Taken from Royal Road, this narrative should be reported if found on Amazon.
I don't want to talk about anymore personal stuff because frankly, it is unrelated.
This is my first work and I want to see it to the finish line. But at the same time, I am disappointed. Perhaps, it requires a complete rewrite which inevitably, I am going to have to do(for the first volume). God damn, the more I read the beginning parts, the more I want to burn it. And here, I wonder how the fuck I've gained 400 followers from bullshiting up a random story over summer break.
They say the beginning of the story is the part that determines whether or not a reader will continue reading your book.
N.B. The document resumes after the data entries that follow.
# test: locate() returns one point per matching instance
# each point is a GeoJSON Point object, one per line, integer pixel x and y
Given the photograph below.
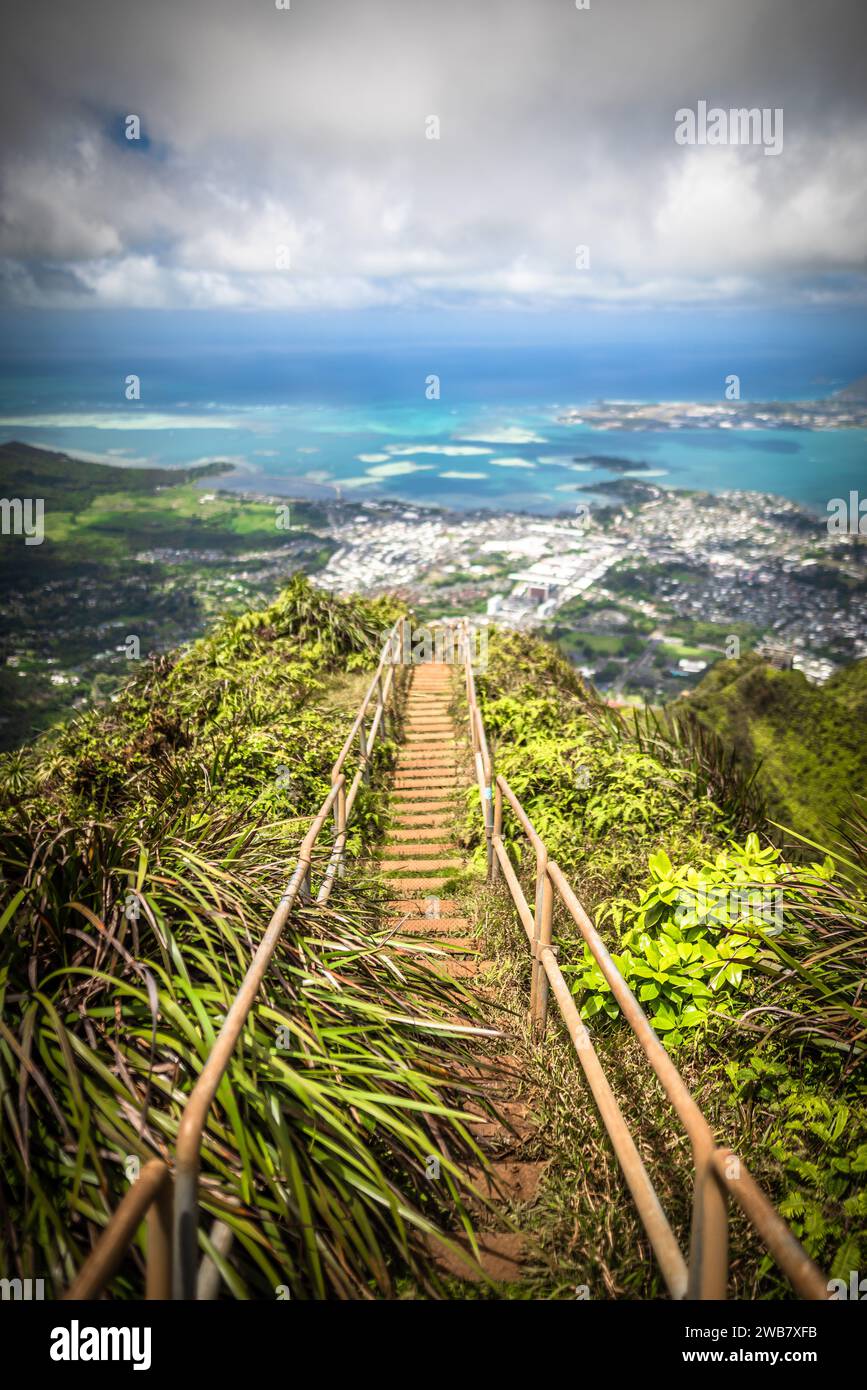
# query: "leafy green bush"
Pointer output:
{"type": "Point", "coordinates": [691, 944]}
I'd like to call bs because the most I would have expected was ten followers. But it seems I was proven wrong by this gigantic community.
Perhaps no one is actually reading this and just decided to press that unfollow button or something. I'd totally understand. Go right ahead. I'm sick of myself. I'd have given this book a one star myself if this weren't my book: in that case, I have to give myself a five star review.
But statistics are not of much use if it only makes me pissed off. So I ignored it.
My first work... I also wanted it to be my greatest work.
It seems I'll have to take a detour to finish that dream. I may have to perform some menial labor and some miscellaneous side quests to level up first before I tackle such a large boss.
Maybe when I decide to finally resume this work again... Perhaps it'll have been eons and all you people reading this have long lived their lives and forgotten this random webnovel you found on Royal Road.
Although I'm only a kid, I'll say some words of advice here. Books may be entertaining to read, but reading many types of books that teach you life lessons are meaningless if you never choose to live your life. Learning how to kill a mockingbird from a non fiction book may be great, but let's face it, when are you ever going to need to kill a mockingbird( *barks in genius sarcasm )?
Books are fun and entertaining. But why read a book when it has no real benifitial impact on your life other than satisfaction? We all only live one life(that is unless reincarnation or something else exists).
Okay, I admit it. All those excuses a couple chapters back were made up. School work isn't hard for me. I don't attend and clubs and I could probably dip my classes and still pass them since I have a general grasp of the entire highschool curriculum already. The real reason I couldn't pump chapters out as efficiently on a daily basis is mainly attributed to procrastination, laziness, disappointment, fear, and frustration. Quantity over quality? Quality over quantity? What does it matter? It doesn't matter to me. So why did I even start writing in the first place? I don't know.
Maybe it's my people-pleasing side at play. Or my perfectionism that leads to procrastination.
I enjoy writing. I will keep doing so. But now that I've reached a wall thicker than the hottest woman, I think I should put this story on hold. My mind desires to continue. But it is focused on another dream. It's like cheating on your partner(I despise romance but I yearn for it). You have two people to think about so you can never truly put all you dedication on either of them. Although not the greatest analogy, I think I should focus on what my mind is focusing on.
So now, my brain presents me with two paths. One leading me to write short stories. The other leading me to write a new story.
The third path: continuing this story has not yet been unlocked. But I trust it will. You can abandon me here. I understand. But one day, I will definitely make this story on trending... The remastered version obviously! This current one is already a dumpster fire and one should acknowledge it.
If this saddens you, I apologize for having wasted the time you spent reading this story. May we cross paths once again in the plains known as the internet.